Le rétablissement d’une TVA à 21% incitera-t-il certains professionnels à se réorienter dans la construction de logements neufs sur des terrains vierges?
C’est une hypothèse, mais il est trop tôt pour le dire.
D’autres obstacles, peut-être plus déterminants que le coût, existent-ils quand il s’agit de démolir et reconstruire un bâtiment?
Le défi futur est d’augmenter le nombre d’habitations dans les centres des villes et villages. A chaque fois, c’est l’occasion de redynamiser un quartier obsolète. Bien sûr, il y aura X problèmes, à commencer par la multiplicité des propriétaires. Mais c’est bien cela qu’il faut faire.
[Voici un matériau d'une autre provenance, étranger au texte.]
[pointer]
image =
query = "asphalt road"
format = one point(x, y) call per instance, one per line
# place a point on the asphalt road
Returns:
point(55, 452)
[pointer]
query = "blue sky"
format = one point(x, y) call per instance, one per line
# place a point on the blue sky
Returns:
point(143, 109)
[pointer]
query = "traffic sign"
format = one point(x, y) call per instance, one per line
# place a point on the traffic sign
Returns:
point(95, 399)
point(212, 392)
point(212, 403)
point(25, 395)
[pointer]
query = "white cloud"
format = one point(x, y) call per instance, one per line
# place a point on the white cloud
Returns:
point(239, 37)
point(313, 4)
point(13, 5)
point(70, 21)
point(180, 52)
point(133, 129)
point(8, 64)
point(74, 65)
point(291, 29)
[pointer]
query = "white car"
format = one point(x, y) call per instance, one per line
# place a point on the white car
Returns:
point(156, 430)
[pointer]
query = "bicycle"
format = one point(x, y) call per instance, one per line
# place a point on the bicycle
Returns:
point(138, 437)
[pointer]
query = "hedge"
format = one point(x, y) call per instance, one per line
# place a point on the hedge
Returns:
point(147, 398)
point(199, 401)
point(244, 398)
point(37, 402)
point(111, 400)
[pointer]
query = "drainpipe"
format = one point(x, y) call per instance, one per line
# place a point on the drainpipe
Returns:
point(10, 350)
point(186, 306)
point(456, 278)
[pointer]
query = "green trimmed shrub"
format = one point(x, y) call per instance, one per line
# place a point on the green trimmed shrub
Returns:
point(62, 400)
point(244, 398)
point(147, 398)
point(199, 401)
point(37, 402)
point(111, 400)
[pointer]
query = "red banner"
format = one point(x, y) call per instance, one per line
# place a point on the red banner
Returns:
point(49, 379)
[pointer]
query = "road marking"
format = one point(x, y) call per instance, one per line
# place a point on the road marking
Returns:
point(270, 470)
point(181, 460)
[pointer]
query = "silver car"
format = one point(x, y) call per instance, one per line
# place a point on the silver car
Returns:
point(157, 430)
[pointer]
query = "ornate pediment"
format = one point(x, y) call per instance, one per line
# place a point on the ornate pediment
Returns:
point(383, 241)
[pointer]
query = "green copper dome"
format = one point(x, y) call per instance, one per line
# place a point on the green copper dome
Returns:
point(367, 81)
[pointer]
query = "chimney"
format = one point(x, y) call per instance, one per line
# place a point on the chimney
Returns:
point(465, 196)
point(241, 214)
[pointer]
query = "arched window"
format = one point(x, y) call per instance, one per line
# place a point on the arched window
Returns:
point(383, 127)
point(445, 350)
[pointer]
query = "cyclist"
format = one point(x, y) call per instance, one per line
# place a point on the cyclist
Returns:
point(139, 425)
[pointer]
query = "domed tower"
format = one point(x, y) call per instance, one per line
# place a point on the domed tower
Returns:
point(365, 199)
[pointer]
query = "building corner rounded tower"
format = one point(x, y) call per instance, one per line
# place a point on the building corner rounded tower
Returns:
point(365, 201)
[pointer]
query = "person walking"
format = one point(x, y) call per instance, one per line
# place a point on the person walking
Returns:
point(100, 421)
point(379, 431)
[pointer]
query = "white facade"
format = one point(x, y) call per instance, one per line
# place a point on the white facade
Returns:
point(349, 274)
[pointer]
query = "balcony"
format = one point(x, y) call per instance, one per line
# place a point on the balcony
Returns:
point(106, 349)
Récemment, Gand a organisé un référendum sur la crise du logement (NDLR: pour freiner la privatisation de l’immobilier public communal et créer un parc de terrains publics). L’année dernière, à Amsterdam, des manifestations ont eu lieu pour dénoncer le fait qu’il n’était plus possible d’y acheter quoi que ce soit. On va droit vers une crise majeure du logement. Et la solution passera par la reconversion massive de quartiers, d’anciennes usines, de bureaux… Le promoteur devra travailler avec les autorités publiques qui, elles aussi, ont tout intérêt à faire revivre des quartiers vétustes.
Le gouvernement ne reviendra pas, à court terme, sur sa décision. Quelle est désormais votre priorité?
On est occupé à négocier avec le secteur, pas pour revoir la décision, mais pour au moins en affiner les modalités transitoires. Les promoteurs ou investisseurs qui reconstruisent des logements destinés à la location dans 32 centres urbains pourront bénéficier du taux réduit de TVA de 6% l’année prochaine, à condition que le permis d’urbanisme soit déposé cette année. Ailleurs, il faut éviter des situations dramatiques, où un promoteur demanderait une majoration de plusieurs milliers d’euros aux particuliers ayant déjà acquis un bien sur la base d’une TVA à 6%, mais dont la concrétisation n’aboutira pas avant 2024. Nous espérons que le politique sera à l’écoute afin de définir une bonne période de transition, qui n’entraîne pas de choc pour les projets en cours. Au prochain gouvernement fédéral, nous revendiquerons prioritairement la réouverture du débat sur le caractère abordable du logement. La TVA sur la démolition-reconstruction sera un élément clé des discussions.